Ash Carter, segretario alla Difesa, durante l’interrogazione della commissione Forze armate al Senato americano (foto LaPresse)

Assad sopravviverà a Obama

Redazione
Il nulla strategico di Washington è in una battuta rivelatrice al Senato. Graham si è fatto insistente: Assad o Obama? “Spero Assad, ma non penso”, ha risposto infine Carter.

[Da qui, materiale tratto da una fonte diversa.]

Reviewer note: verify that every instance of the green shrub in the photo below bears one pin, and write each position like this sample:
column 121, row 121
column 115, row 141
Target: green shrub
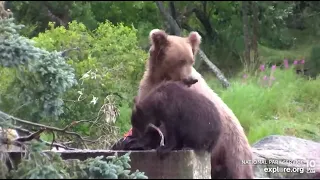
column 290, row 106
column 313, row 64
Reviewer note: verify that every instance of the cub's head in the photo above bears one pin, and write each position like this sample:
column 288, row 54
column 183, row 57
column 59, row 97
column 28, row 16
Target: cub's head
column 172, row 57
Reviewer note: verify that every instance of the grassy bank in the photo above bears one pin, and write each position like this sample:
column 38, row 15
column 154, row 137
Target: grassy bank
column 290, row 105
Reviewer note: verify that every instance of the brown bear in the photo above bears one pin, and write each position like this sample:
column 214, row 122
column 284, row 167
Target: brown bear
column 171, row 58
column 192, row 121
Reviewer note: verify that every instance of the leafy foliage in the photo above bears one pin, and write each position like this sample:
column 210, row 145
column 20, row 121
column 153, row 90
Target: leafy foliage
column 49, row 165
column 42, row 77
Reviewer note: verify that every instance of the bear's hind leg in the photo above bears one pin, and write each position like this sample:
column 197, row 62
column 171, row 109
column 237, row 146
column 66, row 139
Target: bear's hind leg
column 170, row 144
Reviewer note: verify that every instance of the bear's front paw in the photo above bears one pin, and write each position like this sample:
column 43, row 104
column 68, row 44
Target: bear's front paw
column 162, row 152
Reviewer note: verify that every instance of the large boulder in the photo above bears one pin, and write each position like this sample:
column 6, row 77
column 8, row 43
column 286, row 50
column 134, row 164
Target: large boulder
column 286, row 157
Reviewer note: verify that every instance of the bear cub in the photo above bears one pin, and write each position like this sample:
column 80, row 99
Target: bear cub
column 189, row 119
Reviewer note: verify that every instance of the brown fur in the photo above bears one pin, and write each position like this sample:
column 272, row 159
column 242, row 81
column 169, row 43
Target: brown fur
column 171, row 58
column 163, row 64
column 193, row 121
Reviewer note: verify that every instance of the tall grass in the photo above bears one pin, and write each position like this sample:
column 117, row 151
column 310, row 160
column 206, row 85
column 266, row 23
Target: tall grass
column 288, row 104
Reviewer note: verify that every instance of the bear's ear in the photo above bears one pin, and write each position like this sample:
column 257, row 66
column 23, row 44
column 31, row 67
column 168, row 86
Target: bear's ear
column 195, row 41
column 158, row 37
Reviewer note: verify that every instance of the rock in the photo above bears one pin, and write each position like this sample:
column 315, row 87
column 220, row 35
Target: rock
column 286, row 157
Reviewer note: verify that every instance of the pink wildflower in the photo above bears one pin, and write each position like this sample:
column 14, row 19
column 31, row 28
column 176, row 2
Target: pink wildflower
column 286, row 63
column 245, row 76
column 265, row 78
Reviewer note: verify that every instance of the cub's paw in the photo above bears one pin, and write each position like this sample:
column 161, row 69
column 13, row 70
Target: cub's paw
column 162, row 152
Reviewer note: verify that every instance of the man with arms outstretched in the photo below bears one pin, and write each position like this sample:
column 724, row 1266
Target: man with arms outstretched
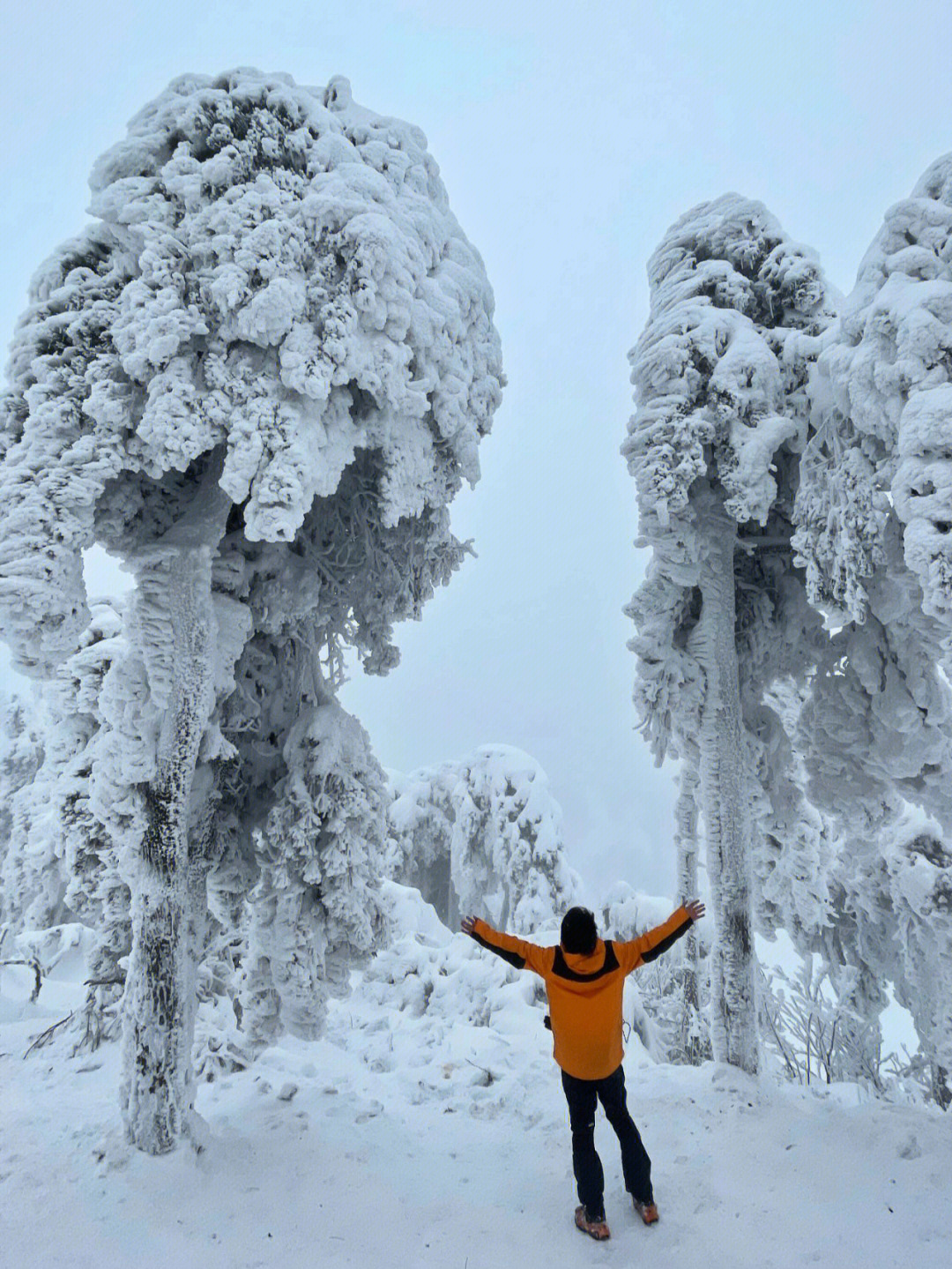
column 584, row 977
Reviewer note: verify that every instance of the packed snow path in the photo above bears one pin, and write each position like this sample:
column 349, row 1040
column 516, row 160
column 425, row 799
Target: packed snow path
column 428, row 1165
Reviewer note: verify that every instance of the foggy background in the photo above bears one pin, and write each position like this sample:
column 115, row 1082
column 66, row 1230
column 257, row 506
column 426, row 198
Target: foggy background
column 569, row 138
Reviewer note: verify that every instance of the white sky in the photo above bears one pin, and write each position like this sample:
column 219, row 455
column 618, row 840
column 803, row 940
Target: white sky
column 569, row 138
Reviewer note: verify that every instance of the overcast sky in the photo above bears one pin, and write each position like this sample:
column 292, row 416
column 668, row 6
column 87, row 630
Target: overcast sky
column 569, row 138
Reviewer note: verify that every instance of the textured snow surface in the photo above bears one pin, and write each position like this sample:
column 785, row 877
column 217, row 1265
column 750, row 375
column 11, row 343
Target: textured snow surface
column 404, row 1153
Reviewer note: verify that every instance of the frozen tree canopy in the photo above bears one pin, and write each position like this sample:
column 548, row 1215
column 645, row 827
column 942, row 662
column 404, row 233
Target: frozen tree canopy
column 721, row 418
column 259, row 377
column 272, row 274
column 483, row 837
column 882, row 400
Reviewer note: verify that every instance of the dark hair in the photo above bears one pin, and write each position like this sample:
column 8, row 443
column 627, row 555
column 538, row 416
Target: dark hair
column 578, row 931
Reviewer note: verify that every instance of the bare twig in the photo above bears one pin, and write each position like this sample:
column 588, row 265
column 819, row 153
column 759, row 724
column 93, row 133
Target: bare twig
column 45, row 1037
column 34, row 965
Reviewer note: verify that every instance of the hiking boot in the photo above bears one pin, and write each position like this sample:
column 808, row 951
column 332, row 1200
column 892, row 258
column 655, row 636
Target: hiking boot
column 593, row 1228
column 647, row 1211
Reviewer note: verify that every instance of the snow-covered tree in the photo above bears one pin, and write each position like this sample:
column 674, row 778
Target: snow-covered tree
column 313, row 910
column 483, row 835
column 720, row 375
column 20, row 758
column 874, row 515
column 259, row 377
column 882, row 401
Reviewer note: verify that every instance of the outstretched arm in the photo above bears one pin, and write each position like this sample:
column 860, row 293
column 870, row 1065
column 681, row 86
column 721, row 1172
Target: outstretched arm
column 650, row 945
column 515, row 952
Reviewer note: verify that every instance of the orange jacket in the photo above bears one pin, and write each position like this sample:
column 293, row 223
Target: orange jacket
column 584, row 991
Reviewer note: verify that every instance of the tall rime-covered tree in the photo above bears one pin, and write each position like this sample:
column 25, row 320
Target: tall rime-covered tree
column 259, row 377
column 720, row 375
column 874, row 532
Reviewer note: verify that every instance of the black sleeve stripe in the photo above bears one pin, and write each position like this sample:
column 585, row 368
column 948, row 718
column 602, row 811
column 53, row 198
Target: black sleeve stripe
column 666, row 943
column 512, row 957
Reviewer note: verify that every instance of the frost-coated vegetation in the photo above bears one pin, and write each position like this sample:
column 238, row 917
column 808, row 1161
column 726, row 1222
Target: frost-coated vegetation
column 721, row 416
column 483, row 837
column 259, row 377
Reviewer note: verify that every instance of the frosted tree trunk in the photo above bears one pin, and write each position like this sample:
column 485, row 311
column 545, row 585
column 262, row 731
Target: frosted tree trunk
column 160, row 993
column 725, row 811
column 691, row 1043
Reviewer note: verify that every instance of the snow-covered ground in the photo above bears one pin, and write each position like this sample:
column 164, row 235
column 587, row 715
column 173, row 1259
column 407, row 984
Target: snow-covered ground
column 428, row 1130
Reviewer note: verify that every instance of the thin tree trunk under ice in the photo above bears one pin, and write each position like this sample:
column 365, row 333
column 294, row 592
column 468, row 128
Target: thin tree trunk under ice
column 159, row 1005
column 725, row 812
column 691, row 1046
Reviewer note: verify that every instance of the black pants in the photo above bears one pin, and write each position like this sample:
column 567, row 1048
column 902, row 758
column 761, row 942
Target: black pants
column 582, row 1097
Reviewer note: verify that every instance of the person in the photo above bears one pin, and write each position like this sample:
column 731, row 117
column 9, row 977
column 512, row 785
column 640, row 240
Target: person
column 584, row 977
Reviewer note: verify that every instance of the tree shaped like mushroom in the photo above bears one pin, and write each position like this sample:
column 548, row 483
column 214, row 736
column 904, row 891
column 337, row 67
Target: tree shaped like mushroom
column 259, row 376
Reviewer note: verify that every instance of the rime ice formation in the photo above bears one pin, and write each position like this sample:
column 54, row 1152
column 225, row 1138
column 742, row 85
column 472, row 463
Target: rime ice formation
column 720, row 390
column 259, row 377
column 882, row 400
column 483, row 837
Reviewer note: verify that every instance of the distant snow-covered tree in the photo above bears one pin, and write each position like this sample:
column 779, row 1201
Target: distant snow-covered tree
column 315, row 909
column 721, row 416
column 483, row 835
column 259, row 377
column 882, row 401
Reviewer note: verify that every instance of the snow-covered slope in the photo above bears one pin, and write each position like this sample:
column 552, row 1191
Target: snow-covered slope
column 428, row 1130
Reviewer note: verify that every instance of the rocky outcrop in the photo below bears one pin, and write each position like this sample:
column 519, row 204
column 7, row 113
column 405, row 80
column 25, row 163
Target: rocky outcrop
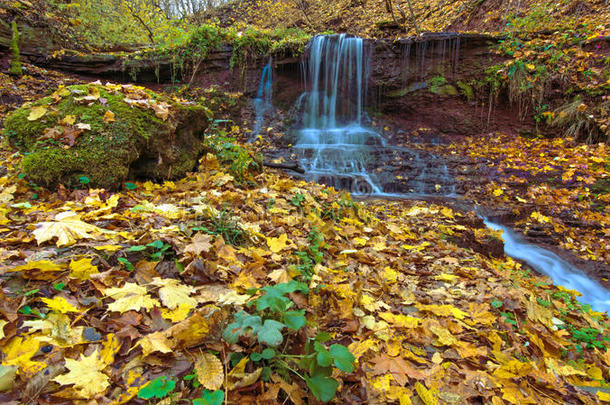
column 102, row 135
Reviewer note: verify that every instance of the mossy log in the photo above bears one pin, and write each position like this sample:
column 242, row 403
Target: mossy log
column 104, row 135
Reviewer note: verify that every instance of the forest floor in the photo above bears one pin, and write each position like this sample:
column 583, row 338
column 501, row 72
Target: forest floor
column 110, row 296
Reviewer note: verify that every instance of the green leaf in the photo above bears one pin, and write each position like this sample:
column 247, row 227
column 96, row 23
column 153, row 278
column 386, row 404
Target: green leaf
column 210, row 398
column 270, row 333
column 127, row 263
column 156, row 244
column 244, row 323
column 157, row 388
column 256, row 357
column 59, row 286
column 324, row 358
column 344, row 360
column 295, row 320
column 323, row 388
column 31, row 292
column 268, row 353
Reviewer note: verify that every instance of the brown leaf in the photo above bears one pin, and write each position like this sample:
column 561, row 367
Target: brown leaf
column 200, row 243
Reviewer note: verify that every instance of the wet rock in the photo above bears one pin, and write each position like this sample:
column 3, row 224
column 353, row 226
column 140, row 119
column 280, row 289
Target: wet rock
column 103, row 135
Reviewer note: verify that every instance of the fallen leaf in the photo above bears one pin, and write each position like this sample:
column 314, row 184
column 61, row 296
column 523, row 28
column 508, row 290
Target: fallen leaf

Il più falco dei candidati repubblicani alla presidenza, Lindsey Graham, ha forma mentis e abilità retorica d’avvocato. Quando s’è trovato davanti il segretario del Pentagono dell’Amministrazione avversaria, Ash Carter, gli ha lanciato una domanda perfetta per indurlo nella trappola: chi se ne andrà prima dal suo posto, Bashar el Assad o Barack Obama? Carter ha traccheggiato, ci ha girato intorno, ma un’interrogazione della commissione Forze armate al Senato non è una chiacchierata al bar, e Graham si è fatto insistente: Assad o Obama? “Spero Assad, ma non penso”, ha risposto infine Carter. Obama se ne andrà dalla Casa Bianca nel gennaio 2017, su questo ci sono pochi dubbi, mentre Assad difficilmente lascerà la presidenza della Siria per dare spazio a libere elezioni. E certo l’Amministrazione Obama non ha fatto molto per rovesciare il dittatore siriano, nonostante i proclami di questi anni e le linee rosse impunemente violate. Quello che rimane della pressione americana su Assad è uno “spero di sì, ma penso di no”.

 

Tempo fa un cronista ha chiesto a Obama  se il governo stesse discutendo sui modi per rimuovere Assad dal potere, e il presidente non ha sentito alcun attrito rispetto alle sue posizioni precedenti, limitandosi a rispondere: “No”. Sono lontani i tempi in cui Assad doveva andarsene, e lontanissimi quelli in cui  John Kerry si lanciava all’attacco dell’“oscenità morale” commessa dall’esercito siriano quando ha preso a usare le armi chimiche contro il proprio popolo. L’uso degli ordigni che ripugnano alla coscienza obamiana e globale non è mai stato interrotto del tutto, ma gli eventi in Siria e in Iraq hanno consolidato la posizione di Assad, protetto da Iran e Russia, potenze antagoniste con le quali la Casa Bianca preferisce dialogare, nonostante invasioni, annessioni, minacce. La leadership di Assad è sembrata a lungo appesa a un filo, a consolidarla ci ha pensato Obama con uno sfoggio di realpolitik in perfetta opposizione alla retorica di una storia che ha un lato giusto e uno sbagliato. Non si sa come andrà a finire, certo, ma anche al Pentagono pensano che il prossimo a uscire di scena fra i due leader sarà Obama.